Il est des sujets autour desquels Scorsese tourne depuis le début ; à certaines étapes de sa filmographie, il s’y confronte sans détour. La religion, qui l’obsède et torture un grand nombre de ses personnages par les thèmes de la grâce et de la rédemption, fut le sujet même de La Dernière Tentation du Christ, et, dans une autre mesure, de Kundun.

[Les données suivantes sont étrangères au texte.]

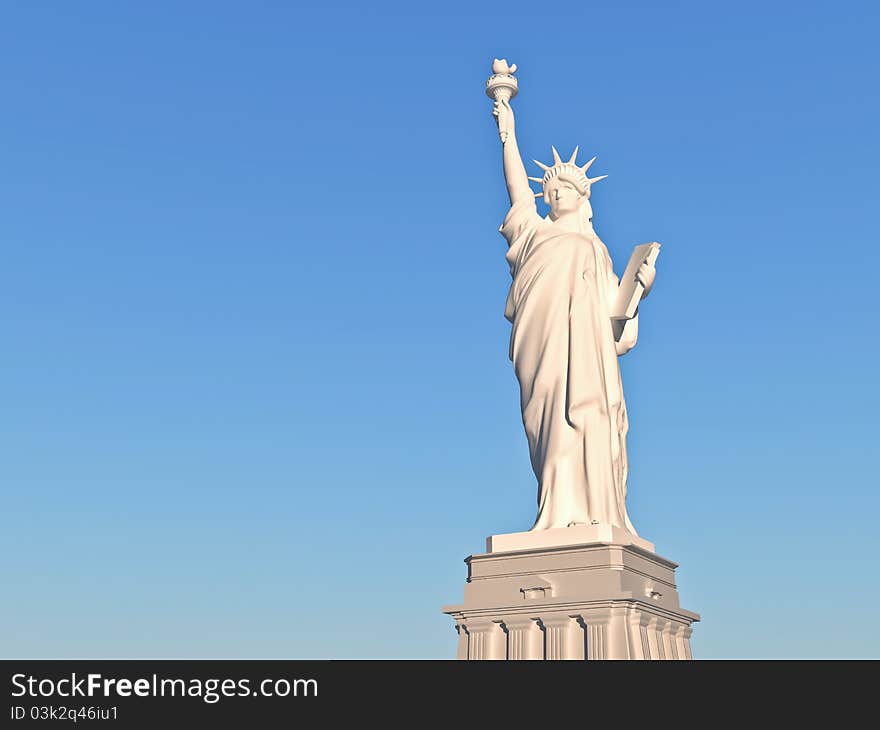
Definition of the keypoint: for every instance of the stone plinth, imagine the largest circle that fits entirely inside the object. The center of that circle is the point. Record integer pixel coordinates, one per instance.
(581, 600)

L’idée était toujours la même : questionner le déchirement entre le sublime de la foi et les failles de celui qui la représente lorsqu’il s’incarne en être humain.
Silence reprend cette thématique, dans un contexte plus modeste : du Dieu en question, nous n’entendrons pas la voix : ce silence éponyme est au cœur du questionnement des hommes qui le servent, pères portugais partis au Japon pour tenter de poursuive une évangélisation qui fait face à toutes les exactions.
Le sujet est passionnant : moins dans cette lutte barbare qui voit les chrétiens contraints à renier leur foi sous la torture, que dans la question même de l’exportation d’une religion sur un autre continent : la résistance de celui-ci, le dévoiement du culte (la belle scène de baptême qui conduit au malentendu sur le Paradis), et les débats entre l’inquisiteur ou l’apostat et le Père Rodrigues sur le rôle du Christianisme au Japon : femme laide et stérile, ou grâce divine universelle répandue à travers le monde.
Le roman de Shûsaku Endô doit probablement restituer avec intelligence toute cette fébrilité théologique. Scorsese, de son côté, a beaucoup plus de mal à l’adapter.
Silence est d’une terrible maladresse dans sa structure, son rythme et son traitement. Passons sur l’interprétation un peu laborieuse de Garfield (qui, surtout dans ses premières apparitions, semble un clone de Scorsese dans sa prime jeunesse) et cette nécessité toujours aussi grossière de tourner en anglais (déjà pénible dans Kundun) alors que l’affrontement linguistique portugo-japonais eût été d’un grand intérêt.
Scorsese prône ici une ascèse aux antipodes de son style habituel (le grand écart est violent avec Le Loup de Wall Street, ce qui est tout à son honneur) : pas de musique (une très bonne idée, qui évite de surligner davantage les laborieuses répétitions), de longs débats, et une lutte interne qui conduit l’homme sur les rives de la folie. De ce point de vue, les similitudes avec La Dernière Tentation sont nombreuses.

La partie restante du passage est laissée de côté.